Among the paintings are "art brut" sculptures made from adobe and rural construction materials (All Mud series). The choice of materials reflects today's rural reality, where archaic raw materials (adobe, brick, horse manure used for plastering, hemp rope, pitch) and modern DIY store supplies (chicken wire, pur foam, plastic panels) are inseparably mixed together. The central piece is a dismantled, phallic mortar cannon, with one of its barrels broken off, surrounded by cannonballs with protruding wires. In a small painting on its raw, plastered surface, the military weapon is shown in its intact state, standing proudly. Next to the cannon is a self-portrait-like sculpture of a flower and a barrel object resembling a vagina, while a pair of white paintings reminiscent of butterfly wings (Butterfly-like 1–2) hangs in the room opposite it. The butterfly canvases are montages of images framed by thick, slanted edges with paint-smeared handprints. They feature several motifs, including a crosshair, a butterfly cocoon, the Roman Bocca della Verità and several motifs from the group of works in the neighboring room (triple testicle, Mother Teresa, etc.).

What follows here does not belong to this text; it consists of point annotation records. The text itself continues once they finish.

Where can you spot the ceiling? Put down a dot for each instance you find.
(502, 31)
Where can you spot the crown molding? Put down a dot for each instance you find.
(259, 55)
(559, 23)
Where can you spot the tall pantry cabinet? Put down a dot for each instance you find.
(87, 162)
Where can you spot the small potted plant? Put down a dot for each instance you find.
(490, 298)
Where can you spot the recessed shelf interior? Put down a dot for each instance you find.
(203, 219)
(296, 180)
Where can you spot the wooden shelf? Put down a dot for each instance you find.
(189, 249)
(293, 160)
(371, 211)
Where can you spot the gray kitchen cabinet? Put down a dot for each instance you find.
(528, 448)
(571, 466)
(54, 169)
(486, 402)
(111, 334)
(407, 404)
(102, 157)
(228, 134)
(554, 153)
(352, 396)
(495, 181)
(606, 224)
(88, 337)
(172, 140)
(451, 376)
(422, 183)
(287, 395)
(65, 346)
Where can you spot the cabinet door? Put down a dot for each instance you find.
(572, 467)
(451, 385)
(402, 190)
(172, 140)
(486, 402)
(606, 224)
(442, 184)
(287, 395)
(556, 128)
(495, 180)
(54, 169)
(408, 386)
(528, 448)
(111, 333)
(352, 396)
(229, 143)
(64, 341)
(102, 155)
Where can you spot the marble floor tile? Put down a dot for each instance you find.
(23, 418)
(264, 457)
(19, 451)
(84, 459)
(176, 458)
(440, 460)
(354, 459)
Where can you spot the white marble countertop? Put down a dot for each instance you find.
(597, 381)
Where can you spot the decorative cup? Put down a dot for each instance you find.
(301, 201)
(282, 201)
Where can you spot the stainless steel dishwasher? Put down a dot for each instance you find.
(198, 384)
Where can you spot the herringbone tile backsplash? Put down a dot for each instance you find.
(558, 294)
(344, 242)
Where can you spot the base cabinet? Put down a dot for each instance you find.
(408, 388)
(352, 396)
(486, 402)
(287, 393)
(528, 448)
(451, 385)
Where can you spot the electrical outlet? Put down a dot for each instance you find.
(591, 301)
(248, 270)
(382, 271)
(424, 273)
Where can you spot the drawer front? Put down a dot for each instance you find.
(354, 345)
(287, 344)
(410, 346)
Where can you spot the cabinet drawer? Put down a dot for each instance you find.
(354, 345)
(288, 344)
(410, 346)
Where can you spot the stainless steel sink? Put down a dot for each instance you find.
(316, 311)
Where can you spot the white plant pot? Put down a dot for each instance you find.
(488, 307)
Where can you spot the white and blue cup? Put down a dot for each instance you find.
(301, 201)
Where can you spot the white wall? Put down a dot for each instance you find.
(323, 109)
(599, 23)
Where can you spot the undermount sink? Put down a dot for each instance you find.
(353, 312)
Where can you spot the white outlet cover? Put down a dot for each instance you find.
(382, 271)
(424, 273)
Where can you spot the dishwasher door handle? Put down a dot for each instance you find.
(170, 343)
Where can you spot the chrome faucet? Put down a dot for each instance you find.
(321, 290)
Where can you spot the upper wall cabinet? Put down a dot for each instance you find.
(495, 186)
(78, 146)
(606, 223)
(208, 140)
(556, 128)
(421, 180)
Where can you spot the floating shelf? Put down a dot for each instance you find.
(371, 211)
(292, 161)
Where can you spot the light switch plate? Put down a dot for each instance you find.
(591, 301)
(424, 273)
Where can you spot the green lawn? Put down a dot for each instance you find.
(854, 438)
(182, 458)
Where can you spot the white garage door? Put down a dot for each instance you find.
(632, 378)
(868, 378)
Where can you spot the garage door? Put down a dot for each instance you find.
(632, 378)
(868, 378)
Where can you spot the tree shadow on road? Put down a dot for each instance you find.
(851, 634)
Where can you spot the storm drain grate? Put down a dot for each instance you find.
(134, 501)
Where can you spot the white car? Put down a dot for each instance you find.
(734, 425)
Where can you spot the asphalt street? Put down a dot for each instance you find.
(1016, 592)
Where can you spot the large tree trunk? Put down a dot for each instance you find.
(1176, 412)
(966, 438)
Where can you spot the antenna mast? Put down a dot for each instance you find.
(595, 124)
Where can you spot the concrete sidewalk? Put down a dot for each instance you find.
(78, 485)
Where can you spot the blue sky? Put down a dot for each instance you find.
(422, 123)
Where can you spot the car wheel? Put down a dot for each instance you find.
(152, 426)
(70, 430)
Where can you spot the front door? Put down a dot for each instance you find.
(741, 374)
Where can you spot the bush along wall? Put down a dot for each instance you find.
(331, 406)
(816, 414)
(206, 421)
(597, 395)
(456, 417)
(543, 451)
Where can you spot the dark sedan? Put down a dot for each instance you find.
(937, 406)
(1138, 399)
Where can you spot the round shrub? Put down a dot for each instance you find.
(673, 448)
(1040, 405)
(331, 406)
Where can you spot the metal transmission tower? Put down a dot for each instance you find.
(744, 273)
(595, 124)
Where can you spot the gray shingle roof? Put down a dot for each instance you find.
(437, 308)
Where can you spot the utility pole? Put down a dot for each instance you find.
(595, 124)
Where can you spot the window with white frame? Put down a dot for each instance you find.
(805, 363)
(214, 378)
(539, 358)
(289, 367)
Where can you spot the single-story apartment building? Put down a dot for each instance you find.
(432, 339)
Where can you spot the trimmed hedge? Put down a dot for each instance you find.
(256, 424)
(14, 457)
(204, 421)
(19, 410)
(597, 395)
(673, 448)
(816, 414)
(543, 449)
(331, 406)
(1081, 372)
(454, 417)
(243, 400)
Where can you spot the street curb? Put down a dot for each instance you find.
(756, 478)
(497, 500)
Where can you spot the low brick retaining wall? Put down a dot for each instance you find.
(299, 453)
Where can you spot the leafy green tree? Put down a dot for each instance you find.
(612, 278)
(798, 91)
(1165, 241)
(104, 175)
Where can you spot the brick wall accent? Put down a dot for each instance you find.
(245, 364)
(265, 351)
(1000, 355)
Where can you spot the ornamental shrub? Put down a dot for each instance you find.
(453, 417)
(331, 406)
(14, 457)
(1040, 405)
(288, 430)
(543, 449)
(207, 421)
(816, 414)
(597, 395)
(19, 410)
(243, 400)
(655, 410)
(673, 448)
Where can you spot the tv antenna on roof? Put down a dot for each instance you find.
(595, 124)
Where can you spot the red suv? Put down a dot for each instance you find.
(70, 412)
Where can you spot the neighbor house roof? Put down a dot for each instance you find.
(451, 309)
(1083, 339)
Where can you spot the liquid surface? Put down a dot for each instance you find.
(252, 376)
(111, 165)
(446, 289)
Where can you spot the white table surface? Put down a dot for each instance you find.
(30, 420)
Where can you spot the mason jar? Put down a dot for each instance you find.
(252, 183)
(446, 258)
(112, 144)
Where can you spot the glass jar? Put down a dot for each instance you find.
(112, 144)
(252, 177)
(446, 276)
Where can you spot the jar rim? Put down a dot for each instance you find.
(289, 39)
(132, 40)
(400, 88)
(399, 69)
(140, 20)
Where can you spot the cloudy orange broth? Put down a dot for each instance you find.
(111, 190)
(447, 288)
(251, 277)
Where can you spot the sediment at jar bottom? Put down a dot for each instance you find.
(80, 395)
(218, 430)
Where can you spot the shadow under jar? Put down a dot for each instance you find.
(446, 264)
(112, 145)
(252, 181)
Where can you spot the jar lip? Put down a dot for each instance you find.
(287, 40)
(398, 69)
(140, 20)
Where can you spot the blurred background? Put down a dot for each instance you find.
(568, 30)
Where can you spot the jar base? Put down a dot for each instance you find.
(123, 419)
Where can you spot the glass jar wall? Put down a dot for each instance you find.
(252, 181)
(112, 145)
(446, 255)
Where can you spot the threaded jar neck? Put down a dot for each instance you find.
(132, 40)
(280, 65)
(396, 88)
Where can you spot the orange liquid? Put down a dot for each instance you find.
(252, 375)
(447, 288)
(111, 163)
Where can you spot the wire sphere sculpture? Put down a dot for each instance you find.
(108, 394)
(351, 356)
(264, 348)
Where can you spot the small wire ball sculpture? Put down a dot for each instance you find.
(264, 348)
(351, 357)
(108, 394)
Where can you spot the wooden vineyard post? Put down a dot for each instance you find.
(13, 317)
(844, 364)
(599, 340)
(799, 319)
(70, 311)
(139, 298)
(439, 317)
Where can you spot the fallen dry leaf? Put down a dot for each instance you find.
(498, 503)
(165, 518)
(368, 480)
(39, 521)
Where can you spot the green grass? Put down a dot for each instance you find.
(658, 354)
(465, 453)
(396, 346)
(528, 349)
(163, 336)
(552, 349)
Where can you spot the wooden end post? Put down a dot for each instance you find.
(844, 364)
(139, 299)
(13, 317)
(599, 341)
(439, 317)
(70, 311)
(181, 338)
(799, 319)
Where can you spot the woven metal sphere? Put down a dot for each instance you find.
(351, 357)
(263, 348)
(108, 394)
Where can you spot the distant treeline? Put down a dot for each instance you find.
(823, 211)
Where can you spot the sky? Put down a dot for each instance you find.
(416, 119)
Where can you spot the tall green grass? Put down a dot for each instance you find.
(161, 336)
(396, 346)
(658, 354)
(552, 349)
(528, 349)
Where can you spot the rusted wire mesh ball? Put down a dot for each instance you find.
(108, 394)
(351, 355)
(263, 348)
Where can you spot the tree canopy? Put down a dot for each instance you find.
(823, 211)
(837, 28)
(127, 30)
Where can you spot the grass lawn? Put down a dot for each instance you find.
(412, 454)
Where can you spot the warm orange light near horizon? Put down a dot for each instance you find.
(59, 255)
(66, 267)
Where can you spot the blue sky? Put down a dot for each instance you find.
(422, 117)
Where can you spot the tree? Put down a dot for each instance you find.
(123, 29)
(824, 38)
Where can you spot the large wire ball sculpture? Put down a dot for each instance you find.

The brick room is dominated by a rotating sculpture of the Great T-Bagger, which stands over three meters tall. This spinning adobe monster, driven by the viewers, combines a pornographic genre with art historical iconography. It portrays an "archaic Apollo torso" stripped of its masculinity, a prayer wheel of sins and atonement, a gigantic antihero of contemporary Hungary. The homunculus, erected from materials found in rural areas, addresses the ermine symbolizing Leonardo's ideal of beauty with its mutant trio of testicles. Its pedestal is covered by a fragmented sea of gypsum-board ice floes reminiscent of a Caspar David Friedrich painting. Surrounding the sculpture are paintings on robust, slanted stretchers (Easypeasy) on which black-and-white memories flash, from the sanctity of Mother Teresa to sex chat girls, from erupting volcanoes to Ronaldinho's mouse teeth, from medicinal pills to idyllic scenes by the Kőrös River. These monochrome memory fragments are doubled and repeated as colourful episodes, turning the Toulouse-Lautrec-like brothel and hell journey into something bittersweet. The exhibition traces a path from the filth to the clouds and back to the dust. Because in the end, everything is just dust – everything is mud.